With the project under such intense scrutiny, it seems prudent to ask: If Hinkley is cancelled or runs into long delays during construction, what are our alternatives? How much will they cost? How will we keep the lights on? And will we retain progress towards a decarbonised power grid by 2050?
A new report from the Energy and Climate Intelligence Unit (ECIU) shows that Hinkley is not essential for solving the trilemma. The power generated could be easily replaced by building four big offshore wind farms or three new interconnecting cables, or a mixture of the two.
Increasing energy efficiency – widely heralded as the lowest of low hanging fruit in terms of managing the power sector – could negate at least two-fifths of Hinkley’s output, while currently underutilised technologies like demand side response could shave gigawatts off the “firm” capacity needed to match demand on even the coldest winter evening.

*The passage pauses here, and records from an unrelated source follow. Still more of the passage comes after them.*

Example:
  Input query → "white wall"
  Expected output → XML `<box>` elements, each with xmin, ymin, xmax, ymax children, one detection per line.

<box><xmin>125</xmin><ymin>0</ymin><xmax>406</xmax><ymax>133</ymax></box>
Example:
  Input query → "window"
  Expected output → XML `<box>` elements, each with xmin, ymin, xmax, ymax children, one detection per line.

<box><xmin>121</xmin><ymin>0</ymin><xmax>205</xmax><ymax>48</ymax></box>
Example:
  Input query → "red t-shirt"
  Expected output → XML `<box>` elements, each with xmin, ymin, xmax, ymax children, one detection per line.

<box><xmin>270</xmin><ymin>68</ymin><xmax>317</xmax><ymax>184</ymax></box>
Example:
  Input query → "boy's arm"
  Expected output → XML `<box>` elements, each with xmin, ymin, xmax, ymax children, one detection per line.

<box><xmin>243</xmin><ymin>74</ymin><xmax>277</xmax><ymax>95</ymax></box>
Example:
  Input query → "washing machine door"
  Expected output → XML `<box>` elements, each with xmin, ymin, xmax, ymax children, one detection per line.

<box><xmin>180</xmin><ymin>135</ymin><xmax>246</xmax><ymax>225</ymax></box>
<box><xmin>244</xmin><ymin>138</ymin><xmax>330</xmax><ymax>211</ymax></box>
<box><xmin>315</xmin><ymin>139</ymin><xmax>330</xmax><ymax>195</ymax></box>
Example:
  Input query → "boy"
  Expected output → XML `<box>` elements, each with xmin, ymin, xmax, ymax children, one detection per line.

Compared to the eye-watering figures involved in building Hinkley, all the alternatives identified could save the UK money. Hinkley will pump out around 25.2 TWh of electricity per year: generating this power from wind farms could cut the average household bill by £10-20 per year, while replacing the capacity with peaking gas plants – which would only need to run when demand spikes – could save £16 billion in infrastructure costs.
A large number of new plants, interconnectors and other infrastructure will be built anyway, as old equipment reaches the end of its lifetime. Hinkley will form only a small amount of this capacity. Instead of EDF’s “white elephant”, a proposed scenario containing a sensible mixture of the alternatives could save the UK around £1billion per year, in addition to avoiding the 35-year contract currently on the table that could lock the power sector into an increasingly outdated model of large, centralised generators and passive consumers.
Finally, it is worth noting that the report is highly conservative, considering only mature technologies rather than placing hope on those just entering the market or yet to be commercialised. Critics of Hinkley have backed technologies such as storage, tidal power and small modular reactors which, although highly promising, are untested on the utility scale. This report considers only proven infrastructure that could be developed now, at known costs.
Considering the pace of change in the energy sector – wind and solar costs tumbling, the emergence of as-yet unknown technology and changes resulting from developments in the political landscape – it is entirely feasible to suggest that the replacement of Hinkley will be even cheaper and easier than reported.
Therefore, as Theresa May kicks off the post-Cameron era with a huge decision on her hands, we believe that our findings represent good news for the Government. If Hinkley fails to materialise, for whatever reason, the lights will stay on, decarbonisation will continue and bills will fall.